Note that we renamed demogroup to usergroup. The group is still the same, as indicated by the GID 10007.

Adding users to a group

A group without members is like a forest without trees. So how do we add a few members? Easy to do.

[tcarrigan@server ~]$ sudo usermod -g usergroup user01
[tcarrigan@server ~]$ sudo usermod -g usergroup user02
[tcarrigan@server ~]$ sudo usermod -g usergroup user03
[tcarrigan@server ~]$ sudo usermod -g usergroup user04
[tcarrigan@server ~]$ sudo usermod -g usergroup user05

You can see the change in GID and group name from when we created user01 at the start of this exercise.

[user01@server ~]$ id
uid=1002(user01) gid=10007(usergroup) groups=10007(usergroup) context=unconfined_u:unconfined_r:unconfined_t:s0-s0:c0.c1023

Supplementary group

Now, a user can also belong to a supplementary group. A supplementary group is just that—supplementary. A very popular use for supplementary groups is to assign administrative privileges via sudo.

For example, if user01 needs to change permissions for other users in usergroup, without assigning admin permissions to the entire group, we assign user01 to a supplementary group with admin permissions. On many systems, the wheel group is used for just such occasions.

To add wheel as a supplementary group to user01:

[tcarrigan@server ~]$ sudo usermod -aG wheel user01
[tcarrigan@server ~]$ su - user01
Output Omitted
[user01@server ~]$ id
uid=1002(user01) gid=10007(usergroup) groups=10007(usergroup),10(wheel) context=unconfined_u:unconfined_r:unconfined_t:s0-s0:c0.c1023

NOTE: The -a option forces usermod into append mode. If the -a option is not used, the user is removed from any other supplementary groups not listed in the -G option's list.

You can now see that user01 has a primary group (usergroup) and a supplementary group (wheel).

Sudo group config

What if we need to give admin privilege to the entirety of usergroup? To accomplish this, we need to create the /etc/sudoers.d/usergroup file:

[root@server ~]# echo "%usergroup ALL=(ALL) ALL" >> /etc/sudoers.d/usergroup
[root@server ~]# su - user02
[user02@server ~]$ sudo cat  /etc/sudoers.d/usergroup
[sudo] password for user02:  
%usergroup ALL=(ALL) ALL

You can see above that user02, a member of usergroup, now has admin privileges. For more information on admin privileges and the sudoers file, check out my previous article Linux command line basics: sudo.

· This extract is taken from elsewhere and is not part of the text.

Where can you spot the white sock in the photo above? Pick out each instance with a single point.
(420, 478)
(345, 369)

[ Want to test your sysadmin skills? Take a skills assessment today. ] 

Why should you care?

If you ask yourself the above question, think practically about the following concepts: Using groups in Linux is a fundamental part of the operating system and is even required to run various applications. Assigning users to easily-controlled groups is a great way to quickly increase security on your systems and manage multiple user accounts. As shown above, you can allow certain users to access admin privileges to get specific work finished without giving them root access to the system. If we can keep our users organized and productive, while ensuring that they only have access to what they need, we make our lives easier, and our user-to-admin relationships will be a bit less stressful. Your organization will benefit from these improvements from the ground up, whether they know it or not.